Classical simulation and quantum resource theory of non-Gaussian optics
Oliver Hahn, Ryuji Takagi, Giulia Ferrini, Hayata Yamasaki
TL;DR
This work addresses the classical simulation of continuous-variable systems with non-Gaussian inputs under Gaussian operations by decomposing non-Gaussian states into Gaussian superpositions and tracking relative phases with an extended covariance formalism. It introduces two simulators—an exact one costing $\mathcal{O}(\chi^2)$ and an approximate, sparsified one with linear scaling in $\|\mathbf{c}\|_1$—and defines the Gaussian rank $\chi$ and Gaussian extent $\xi$ as operational measures of non-Gaussianity. The authors connect these measures to a quantum-resource framework via robustness, prove monotonicity under Gaussian operations, and derive optimal decompositions for states relevant to CV quantum computing, including bounds for Gaussian boson sampling and cat-state breeding. The results provide both practical tools for classically bounding CV quantum advantages and fundamental insights into the resource cost of non-Gaussianity in continuous-variable computation.
Abstract
We propose efficient algorithms for classically simulating Gaussian unitaries and measurements applied to non-Gaussian initial states. The constructions are based on decomposing the non-Gaussian states into linear combinations of Gaussian states.
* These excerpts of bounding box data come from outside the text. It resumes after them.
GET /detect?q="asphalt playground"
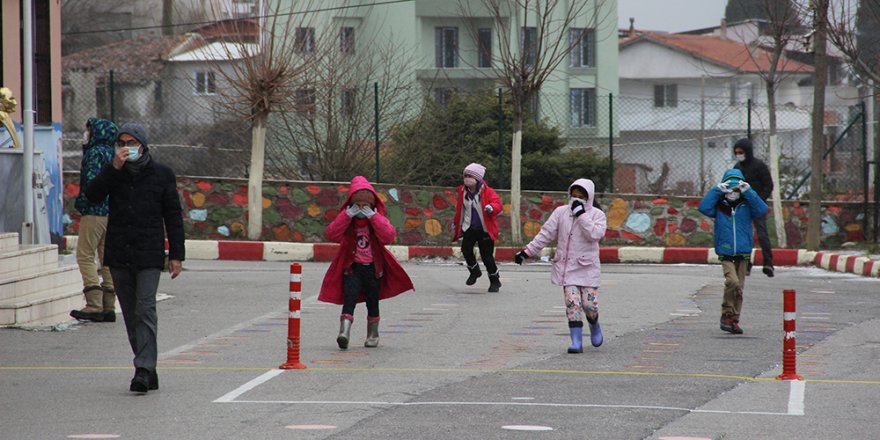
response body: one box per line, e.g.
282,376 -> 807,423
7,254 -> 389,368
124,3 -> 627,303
0,258 -> 880,440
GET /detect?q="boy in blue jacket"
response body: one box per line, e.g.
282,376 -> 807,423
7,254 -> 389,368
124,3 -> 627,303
699,169 -> 767,335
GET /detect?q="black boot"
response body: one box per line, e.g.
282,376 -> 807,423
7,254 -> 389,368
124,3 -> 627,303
464,264 -> 483,286
489,272 -> 501,292
149,370 -> 159,390
128,368 -> 150,393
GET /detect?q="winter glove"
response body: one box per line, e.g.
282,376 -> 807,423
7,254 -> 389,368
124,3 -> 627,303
571,200 -> 587,217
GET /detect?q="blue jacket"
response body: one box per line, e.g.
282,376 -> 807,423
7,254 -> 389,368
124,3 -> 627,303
698,170 -> 767,257
74,118 -> 119,217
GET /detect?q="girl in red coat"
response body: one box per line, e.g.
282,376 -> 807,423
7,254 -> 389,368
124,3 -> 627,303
452,163 -> 502,292
318,176 -> 413,350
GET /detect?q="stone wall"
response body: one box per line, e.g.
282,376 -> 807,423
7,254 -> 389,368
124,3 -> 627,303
64,173 -> 865,249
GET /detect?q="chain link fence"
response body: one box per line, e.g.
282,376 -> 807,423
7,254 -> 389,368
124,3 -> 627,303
63,71 -> 873,205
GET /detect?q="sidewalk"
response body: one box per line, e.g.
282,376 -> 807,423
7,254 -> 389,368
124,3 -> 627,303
61,236 -> 880,277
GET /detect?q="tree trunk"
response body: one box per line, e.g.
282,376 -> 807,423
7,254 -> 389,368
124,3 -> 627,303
510,103 -> 522,245
807,0 -> 828,251
767,81 -> 787,248
248,114 -> 266,240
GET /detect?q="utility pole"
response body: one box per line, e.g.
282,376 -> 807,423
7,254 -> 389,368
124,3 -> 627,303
807,0 -> 828,251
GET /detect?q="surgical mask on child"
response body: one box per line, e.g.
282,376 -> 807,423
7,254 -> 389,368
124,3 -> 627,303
125,147 -> 141,162
568,196 -> 587,206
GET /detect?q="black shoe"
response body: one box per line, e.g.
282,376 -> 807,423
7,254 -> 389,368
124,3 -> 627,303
128,368 -> 150,393
464,265 -> 483,286
489,273 -> 501,293
721,315 -> 734,333
70,310 -> 104,322
731,321 -> 742,335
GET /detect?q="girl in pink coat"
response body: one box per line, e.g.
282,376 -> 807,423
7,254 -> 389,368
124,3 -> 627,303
515,179 -> 606,353
318,176 -> 413,350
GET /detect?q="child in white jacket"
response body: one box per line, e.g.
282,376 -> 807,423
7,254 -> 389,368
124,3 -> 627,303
515,179 -> 606,353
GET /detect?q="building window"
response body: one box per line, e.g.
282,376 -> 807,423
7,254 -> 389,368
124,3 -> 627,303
569,28 -> 596,67
434,27 -> 458,68
434,87 -> 452,107
477,28 -> 492,67
339,88 -> 357,117
339,27 -> 354,54
654,84 -> 678,107
294,89 -> 316,119
194,70 -> 217,95
520,26 -> 538,66
569,89 -> 596,127
293,28 -> 315,54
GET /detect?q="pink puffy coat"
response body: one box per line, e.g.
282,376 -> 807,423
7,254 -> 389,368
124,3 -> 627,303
526,179 -> 606,287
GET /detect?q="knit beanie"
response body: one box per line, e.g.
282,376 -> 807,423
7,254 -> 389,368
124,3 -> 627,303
464,163 -> 486,180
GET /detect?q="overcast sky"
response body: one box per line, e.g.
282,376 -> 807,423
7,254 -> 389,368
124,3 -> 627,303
617,0 -> 727,32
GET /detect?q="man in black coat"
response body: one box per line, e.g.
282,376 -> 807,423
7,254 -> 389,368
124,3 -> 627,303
733,138 -> 773,277
86,123 -> 184,393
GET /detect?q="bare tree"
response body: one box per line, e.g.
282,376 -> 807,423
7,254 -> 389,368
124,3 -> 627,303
207,0 -> 320,240
270,35 -> 418,181
727,0 -> 801,247
807,0 -> 829,251
459,0 -> 607,243
828,0 -> 880,85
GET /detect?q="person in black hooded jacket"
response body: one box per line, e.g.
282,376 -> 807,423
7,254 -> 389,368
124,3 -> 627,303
733,138 -> 773,277
86,123 -> 184,393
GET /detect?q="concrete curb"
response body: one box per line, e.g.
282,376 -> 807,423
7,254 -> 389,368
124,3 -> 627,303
61,236 -> 880,277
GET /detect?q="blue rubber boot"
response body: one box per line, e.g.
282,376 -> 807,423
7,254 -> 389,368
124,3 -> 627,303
568,323 -> 584,353
587,315 -> 605,347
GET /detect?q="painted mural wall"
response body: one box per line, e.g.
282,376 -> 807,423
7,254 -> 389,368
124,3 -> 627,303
64,173 -> 865,249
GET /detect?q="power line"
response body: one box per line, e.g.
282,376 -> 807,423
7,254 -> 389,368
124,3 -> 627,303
64,0 -> 415,35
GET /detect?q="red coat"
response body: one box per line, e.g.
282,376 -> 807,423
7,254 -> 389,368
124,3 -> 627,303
318,176 -> 415,305
452,182 -> 504,241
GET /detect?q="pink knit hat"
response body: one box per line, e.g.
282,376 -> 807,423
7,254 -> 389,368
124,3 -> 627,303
464,163 -> 486,180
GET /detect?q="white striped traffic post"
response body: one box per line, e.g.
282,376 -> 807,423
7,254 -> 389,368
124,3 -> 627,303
776,289 -> 803,380
278,263 -> 306,370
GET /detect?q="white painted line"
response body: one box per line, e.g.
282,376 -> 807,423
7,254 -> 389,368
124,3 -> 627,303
215,398 -> 791,416
214,369 -> 284,403
788,380 -> 807,416
501,425 -> 553,431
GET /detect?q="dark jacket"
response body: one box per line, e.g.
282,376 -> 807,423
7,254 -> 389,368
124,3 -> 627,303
74,118 -> 119,217
86,155 -> 184,270
733,139 -> 773,201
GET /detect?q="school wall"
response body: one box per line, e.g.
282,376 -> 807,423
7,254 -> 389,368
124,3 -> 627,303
64,173 -> 865,249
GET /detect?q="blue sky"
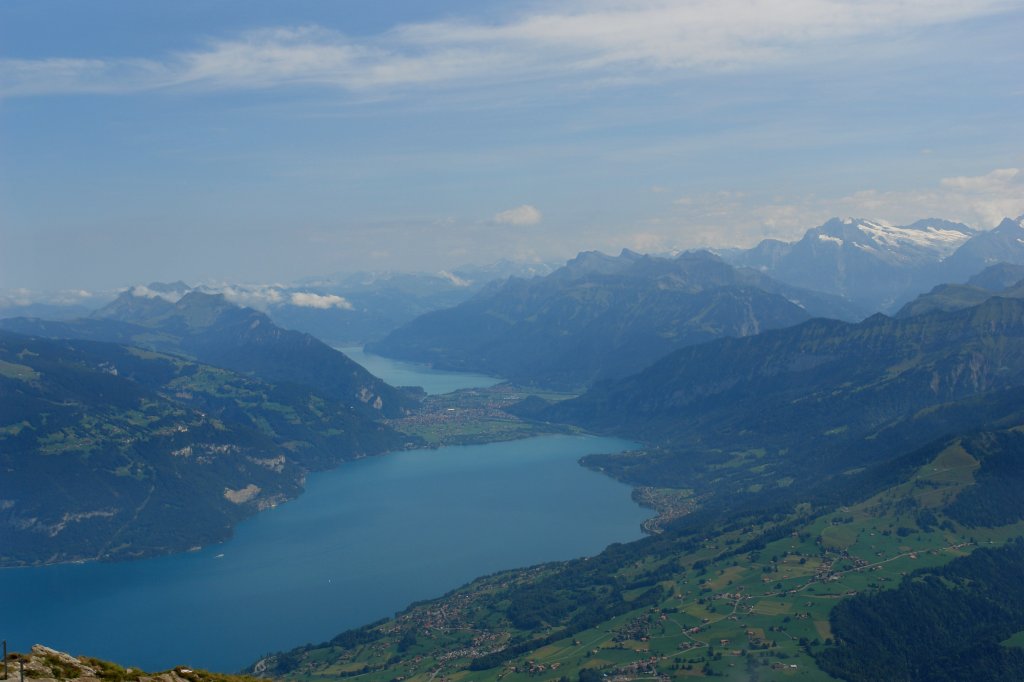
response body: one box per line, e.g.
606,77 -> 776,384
0,0 -> 1024,290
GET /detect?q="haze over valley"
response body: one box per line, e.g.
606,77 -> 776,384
0,0 -> 1024,682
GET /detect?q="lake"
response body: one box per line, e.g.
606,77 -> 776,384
0,352 -> 650,672
338,346 -> 502,395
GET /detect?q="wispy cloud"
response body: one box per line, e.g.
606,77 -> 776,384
0,0 -> 1019,96
289,292 -> 352,310
494,204 -> 543,225
647,168 -> 1024,250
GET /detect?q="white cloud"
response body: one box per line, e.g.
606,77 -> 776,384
626,168 -> 1024,251
0,0 -> 1019,95
289,291 -> 352,310
437,270 -> 473,287
197,284 -> 285,311
494,204 -> 542,225
130,285 -> 188,303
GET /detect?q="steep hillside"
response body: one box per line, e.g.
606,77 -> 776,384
724,218 -> 981,311
543,298 -> 1024,482
0,291 -> 414,419
369,251 -> 856,387
0,332 -> 408,565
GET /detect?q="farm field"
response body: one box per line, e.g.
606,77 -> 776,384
260,438 -> 1024,682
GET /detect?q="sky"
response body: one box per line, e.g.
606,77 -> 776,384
0,0 -> 1024,290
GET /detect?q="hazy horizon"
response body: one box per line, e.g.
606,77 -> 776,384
0,0 -> 1024,291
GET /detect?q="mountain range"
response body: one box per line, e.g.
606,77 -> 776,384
0,290 -> 415,419
719,216 -> 1024,312
0,331 -> 409,565
368,246 -> 862,387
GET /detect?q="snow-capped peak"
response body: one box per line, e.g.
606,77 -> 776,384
811,218 -> 974,261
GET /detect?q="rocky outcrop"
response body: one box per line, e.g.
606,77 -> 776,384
7,644 -> 262,682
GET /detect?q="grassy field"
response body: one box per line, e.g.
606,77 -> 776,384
264,438 -> 1024,682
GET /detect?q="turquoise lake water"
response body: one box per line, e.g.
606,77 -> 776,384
0,352 -> 649,672
338,346 -> 502,395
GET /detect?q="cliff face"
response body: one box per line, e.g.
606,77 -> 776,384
7,644 -> 260,682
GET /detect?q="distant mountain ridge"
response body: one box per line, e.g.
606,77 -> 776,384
0,331 -> 410,565
368,250 -> 860,387
543,297 -> 1024,481
721,216 -> 1024,312
0,290 -> 415,419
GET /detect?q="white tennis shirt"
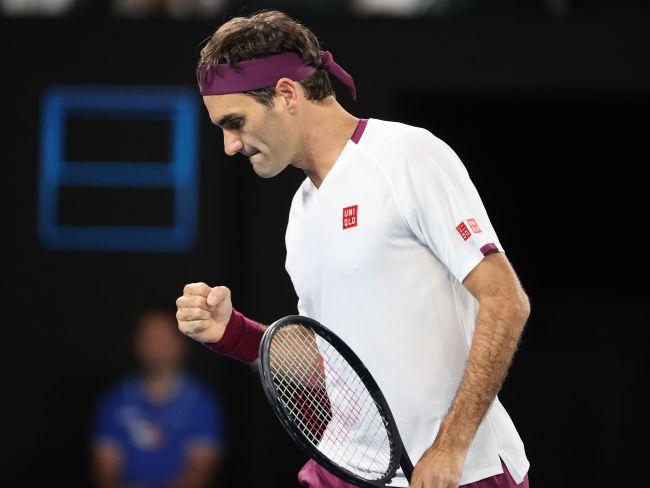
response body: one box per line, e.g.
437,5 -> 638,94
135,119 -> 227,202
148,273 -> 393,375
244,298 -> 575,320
286,119 -> 529,487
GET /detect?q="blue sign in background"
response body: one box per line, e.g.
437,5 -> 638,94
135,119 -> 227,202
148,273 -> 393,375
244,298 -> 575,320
38,86 -> 198,252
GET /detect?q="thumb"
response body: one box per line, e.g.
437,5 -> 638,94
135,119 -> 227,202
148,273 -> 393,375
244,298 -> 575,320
207,286 -> 228,308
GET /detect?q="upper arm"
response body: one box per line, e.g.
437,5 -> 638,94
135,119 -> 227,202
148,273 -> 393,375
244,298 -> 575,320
463,252 -> 530,315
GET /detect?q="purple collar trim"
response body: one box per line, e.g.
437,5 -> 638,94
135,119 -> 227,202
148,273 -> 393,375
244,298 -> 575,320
350,119 -> 368,144
199,51 -> 357,100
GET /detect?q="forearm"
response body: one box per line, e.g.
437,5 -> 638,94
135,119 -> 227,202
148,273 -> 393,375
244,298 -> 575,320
435,296 -> 529,451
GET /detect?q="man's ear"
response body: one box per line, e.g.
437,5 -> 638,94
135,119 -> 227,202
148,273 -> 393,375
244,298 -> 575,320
275,78 -> 300,111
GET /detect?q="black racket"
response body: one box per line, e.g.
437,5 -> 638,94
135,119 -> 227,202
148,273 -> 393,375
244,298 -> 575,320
260,315 -> 413,487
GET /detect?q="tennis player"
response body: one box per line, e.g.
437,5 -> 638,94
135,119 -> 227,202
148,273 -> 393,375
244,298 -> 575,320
177,11 -> 530,488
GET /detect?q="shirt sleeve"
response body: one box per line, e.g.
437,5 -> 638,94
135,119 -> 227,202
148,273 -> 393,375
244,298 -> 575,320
92,392 -> 124,447
393,129 -> 503,282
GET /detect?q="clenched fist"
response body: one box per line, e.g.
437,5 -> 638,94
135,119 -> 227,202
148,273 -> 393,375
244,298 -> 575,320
176,283 -> 232,343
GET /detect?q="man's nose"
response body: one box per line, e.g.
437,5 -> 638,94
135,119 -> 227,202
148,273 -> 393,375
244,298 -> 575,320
223,131 -> 244,156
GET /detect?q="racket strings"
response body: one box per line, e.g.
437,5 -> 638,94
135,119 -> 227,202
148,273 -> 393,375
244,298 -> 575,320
269,325 -> 395,479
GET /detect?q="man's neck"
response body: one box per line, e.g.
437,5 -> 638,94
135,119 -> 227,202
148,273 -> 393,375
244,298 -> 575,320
293,98 -> 359,188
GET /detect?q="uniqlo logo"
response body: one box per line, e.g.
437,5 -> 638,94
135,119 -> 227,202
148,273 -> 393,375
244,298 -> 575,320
456,222 -> 472,241
467,219 -> 481,234
343,205 -> 359,230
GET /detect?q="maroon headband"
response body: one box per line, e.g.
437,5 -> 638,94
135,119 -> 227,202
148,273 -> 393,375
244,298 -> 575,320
199,51 -> 357,100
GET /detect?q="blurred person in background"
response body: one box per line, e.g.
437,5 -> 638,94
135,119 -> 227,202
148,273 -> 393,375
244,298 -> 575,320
0,0 -> 77,17
92,310 -> 224,488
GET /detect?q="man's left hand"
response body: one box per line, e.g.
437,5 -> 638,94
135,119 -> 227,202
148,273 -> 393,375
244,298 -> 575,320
409,443 -> 467,488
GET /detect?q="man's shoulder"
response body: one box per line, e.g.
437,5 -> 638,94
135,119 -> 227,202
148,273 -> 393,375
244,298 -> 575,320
99,376 -> 140,407
359,119 -> 435,152
359,119 -> 449,173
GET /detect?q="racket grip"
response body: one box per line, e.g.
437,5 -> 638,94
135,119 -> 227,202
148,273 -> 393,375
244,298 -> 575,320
399,445 -> 413,483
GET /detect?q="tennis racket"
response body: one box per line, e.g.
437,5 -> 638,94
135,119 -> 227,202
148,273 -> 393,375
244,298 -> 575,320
259,315 -> 413,487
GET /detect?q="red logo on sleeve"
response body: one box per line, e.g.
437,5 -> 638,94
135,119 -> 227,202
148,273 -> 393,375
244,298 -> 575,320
343,205 -> 359,230
456,222 -> 472,241
467,219 -> 482,234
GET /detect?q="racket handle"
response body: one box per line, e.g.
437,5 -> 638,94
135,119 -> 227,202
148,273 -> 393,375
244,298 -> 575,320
399,446 -> 413,483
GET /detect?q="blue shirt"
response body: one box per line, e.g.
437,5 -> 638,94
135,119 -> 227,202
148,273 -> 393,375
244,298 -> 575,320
94,376 -> 223,485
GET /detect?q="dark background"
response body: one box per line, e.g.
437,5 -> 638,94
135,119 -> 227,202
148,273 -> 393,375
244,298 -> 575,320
0,5 -> 650,487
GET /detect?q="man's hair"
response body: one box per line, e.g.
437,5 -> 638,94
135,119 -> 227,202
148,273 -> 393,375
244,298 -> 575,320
196,10 -> 334,107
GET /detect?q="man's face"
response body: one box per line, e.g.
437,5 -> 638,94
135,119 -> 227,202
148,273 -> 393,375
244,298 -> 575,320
135,312 -> 184,371
203,94 -> 295,178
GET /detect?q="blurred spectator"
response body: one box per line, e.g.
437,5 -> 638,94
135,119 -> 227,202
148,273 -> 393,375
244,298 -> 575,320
111,0 -> 227,19
92,311 -> 224,488
0,0 -> 76,17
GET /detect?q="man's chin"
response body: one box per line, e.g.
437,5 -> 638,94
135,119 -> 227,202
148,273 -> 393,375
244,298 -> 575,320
253,163 -> 284,178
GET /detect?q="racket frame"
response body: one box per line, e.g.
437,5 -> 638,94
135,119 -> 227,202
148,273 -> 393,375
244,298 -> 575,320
259,315 -> 413,487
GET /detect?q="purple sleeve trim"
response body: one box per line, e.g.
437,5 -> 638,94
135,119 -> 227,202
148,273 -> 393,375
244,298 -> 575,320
205,308 -> 264,363
481,242 -> 499,256
351,119 -> 368,144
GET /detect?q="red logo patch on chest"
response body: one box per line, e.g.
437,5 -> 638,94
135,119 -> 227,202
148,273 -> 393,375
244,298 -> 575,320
343,205 -> 359,230
456,222 -> 472,241
467,219 -> 482,234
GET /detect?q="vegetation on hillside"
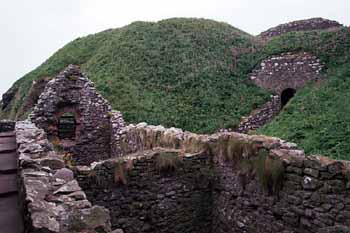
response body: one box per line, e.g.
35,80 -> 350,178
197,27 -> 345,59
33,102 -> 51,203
2,19 -> 268,133
0,19 -> 350,159
258,28 -> 350,159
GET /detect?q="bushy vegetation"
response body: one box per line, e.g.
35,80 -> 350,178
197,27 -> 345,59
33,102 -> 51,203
258,28 -> 350,160
2,19 -> 268,133
0,19 -> 350,159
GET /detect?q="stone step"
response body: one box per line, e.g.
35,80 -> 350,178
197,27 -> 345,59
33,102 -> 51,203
0,131 -> 15,138
0,153 -> 17,174
0,143 -> 17,153
0,137 -> 16,144
0,195 -> 23,233
0,174 -> 18,197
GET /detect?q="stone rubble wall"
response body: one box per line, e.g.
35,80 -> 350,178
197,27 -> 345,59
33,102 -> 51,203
259,18 -> 342,40
0,120 -> 16,132
77,150 -> 212,233
250,52 -> 324,95
107,123 -> 350,233
234,96 -> 281,133
110,111 -> 125,158
29,65 -> 112,165
15,121 -> 111,233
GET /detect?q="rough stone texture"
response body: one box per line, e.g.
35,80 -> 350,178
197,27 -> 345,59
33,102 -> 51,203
250,52 -> 323,95
259,18 -> 342,40
0,87 -> 18,110
30,65 -> 111,164
16,121 -> 111,233
77,150 -> 212,233
231,96 -> 281,133
110,111 -> 125,157
105,123 -> 350,233
0,120 -> 16,133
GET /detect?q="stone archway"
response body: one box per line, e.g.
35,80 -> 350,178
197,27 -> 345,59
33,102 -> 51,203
281,88 -> 296,109
51,103 -> 81,147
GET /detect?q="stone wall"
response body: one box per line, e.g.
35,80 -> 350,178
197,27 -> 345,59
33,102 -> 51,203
30,65 -> 112,164
259,18 -> 342,40
0,120 -> 16,132
213,137 -> 350,233
15,121 -> 111,233
106,123 -> 350,233
250,52 -> 323,95
77,150 -> 212,233
110,111 -> 125,157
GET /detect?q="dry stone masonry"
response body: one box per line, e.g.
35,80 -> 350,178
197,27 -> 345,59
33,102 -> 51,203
10,64 -> 350,233
16,121 -> 111,233
230,52 -> 324,133
30,65 -> 112,164
98,123 -> 350,233
259,18 -> 342,40
250,52 -> 323,95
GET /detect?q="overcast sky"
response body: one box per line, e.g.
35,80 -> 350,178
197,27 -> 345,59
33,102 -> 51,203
0,0 -> 350,95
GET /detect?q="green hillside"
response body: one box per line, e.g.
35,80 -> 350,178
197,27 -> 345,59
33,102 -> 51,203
0,18 -> 350,159
258,28 -> 350,160
1,18 -> 268,133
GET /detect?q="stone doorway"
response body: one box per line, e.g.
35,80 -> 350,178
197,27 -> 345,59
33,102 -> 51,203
53,105 -> 81,148
58,112 -> 77,141
281,88 -> 296,109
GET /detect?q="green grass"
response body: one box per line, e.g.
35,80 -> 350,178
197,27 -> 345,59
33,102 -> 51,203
0,18 -> 350,159
0,18 -> 268,133
258,28 -> 350,160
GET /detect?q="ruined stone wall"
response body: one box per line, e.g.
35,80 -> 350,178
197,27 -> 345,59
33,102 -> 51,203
107,123 -> 350,233
110,111 -> 125,157
259,18 -> 342,40
15,121 -> 111,233
0,120 -> 16,132
77,150 -> 212,233
30,65 -> 112,164
250,52 -> 323,95
213,138 -> 350,233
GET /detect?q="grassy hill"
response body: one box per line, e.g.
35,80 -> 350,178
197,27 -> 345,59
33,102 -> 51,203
258,28 -> 350,159
1,18 -> 268,133
0,19 -> 350,159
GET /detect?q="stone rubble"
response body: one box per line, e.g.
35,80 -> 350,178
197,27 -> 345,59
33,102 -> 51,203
16,121 -> 111,233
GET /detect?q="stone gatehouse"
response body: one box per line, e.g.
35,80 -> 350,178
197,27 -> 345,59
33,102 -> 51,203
11,66 -> 350,233
30,65 -> 119,164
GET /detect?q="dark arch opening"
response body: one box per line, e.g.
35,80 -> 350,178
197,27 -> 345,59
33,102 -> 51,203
58,112 -> 77,141
281,88 -> 296,108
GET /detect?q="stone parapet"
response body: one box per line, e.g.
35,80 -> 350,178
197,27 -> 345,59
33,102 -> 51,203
259,18 -> 342,40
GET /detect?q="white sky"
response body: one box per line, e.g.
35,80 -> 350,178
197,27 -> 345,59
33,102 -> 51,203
0,0 -> 350,95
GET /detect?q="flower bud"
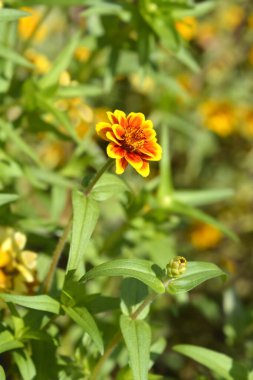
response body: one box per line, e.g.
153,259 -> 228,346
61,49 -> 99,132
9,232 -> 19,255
166,256 -> 187,277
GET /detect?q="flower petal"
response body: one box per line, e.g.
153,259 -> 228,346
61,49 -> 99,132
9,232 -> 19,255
106,131 -> 121,145
107,143 -> 125,158
127,112 -> 145,128
140,142 -> 162,161
116,158 -> 128,174
137,161 -> 150,177
125,152 -> 143,171
106,110 -> 126,124
96,121 -> 112,141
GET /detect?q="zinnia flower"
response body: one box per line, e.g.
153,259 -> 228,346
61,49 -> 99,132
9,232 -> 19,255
96,110 -> 162,177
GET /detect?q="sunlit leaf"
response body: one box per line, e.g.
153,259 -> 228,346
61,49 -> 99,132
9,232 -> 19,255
82,259 -> 165,293
67,191 -> 99,273
120,315 -> 151,380
167,261 -> 226,294
0,330 -> 23,353
62,306 -> 104,355
0,293 -> 60,314
13,351 -> 36,380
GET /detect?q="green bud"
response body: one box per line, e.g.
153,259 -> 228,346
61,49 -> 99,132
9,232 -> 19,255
166,256 -> 187,277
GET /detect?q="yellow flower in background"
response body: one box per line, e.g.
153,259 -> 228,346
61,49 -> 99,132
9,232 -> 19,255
239,107 -> 253,138
96,110 -> 162,177
190,223 -> 223,250
25,49 -> 51,75
199,100 -> 236,137
0,228 -> 37,293
218,4 -> 245,30
18,7 -> 48,42
176,17 -> 197,41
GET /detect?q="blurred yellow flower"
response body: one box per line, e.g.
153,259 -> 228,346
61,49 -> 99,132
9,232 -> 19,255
96,110 -> 162,177
0,228 -> 37,293
129,73 -> 155,94
57,97 -> 94,138
218,4 -> 245,30
176,16 -> 197,41
190,222 -> 223,250
25,49 -> 51,74
18,7 -> 48,42
74,46 -> 91,63
199,100 -> 236,137
196,21 -> 217,48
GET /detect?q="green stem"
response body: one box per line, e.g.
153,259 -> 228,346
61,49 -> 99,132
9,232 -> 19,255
22,8 -> 51,51
43,159 -> 113,293
90,279 -> 171,380
84,158 -> 114,196
158,125 -> 173,200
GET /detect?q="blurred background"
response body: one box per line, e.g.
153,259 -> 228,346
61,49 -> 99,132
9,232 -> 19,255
0,0 -> 253,380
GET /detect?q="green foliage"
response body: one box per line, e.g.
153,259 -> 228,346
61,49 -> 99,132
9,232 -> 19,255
0,0 -> 250,380
173,344 -> 249,380
120,315 -> 151,380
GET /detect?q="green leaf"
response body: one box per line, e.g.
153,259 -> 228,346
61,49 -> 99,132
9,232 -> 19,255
82,259 -> 165,293
39,31 -> 80,89
0,194 -> 19,206
174,45 -> 200,73
172,1 -> 217,20
120,315 -> 151,380
0,119 -> 42,166
0,365 -> 6,380
169,200 -> 238,241
0,8 -> 29,22
173,344 -> 248,380
0,43 -> 33,69
62,306 -> 104,355
0,330 -> 23,354
167,261 -> 226,294
173,189 -> 234,206
13,351 -> 36,380
67,191 -> 99,274
0,293 -> 60,314
91,173 -> 130,202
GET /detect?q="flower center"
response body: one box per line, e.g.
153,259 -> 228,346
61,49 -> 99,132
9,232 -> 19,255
122,127 -> 146,152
We use an extension of the covariance matrix formalism to efficiently track relative phases in the superpositions of Gaussian states. We get an exact simulation algorithm, which costs quadratically with the number of Gaussian states required to represent the initial state, and an approximate simulation algorithm, which costs linearly with the $l_1$ norm of the coefficients associated with the superposition. We define measures of non-Gaussianity quantifying this simulation cost, which we call the Gaussian rank and the Gaussian extent. From the perspective of quantum resource theories, we investigate the properties of this type of non-Gaussianity measure and compute optimal decompositions for states relevant to continuous-variable quantum computing.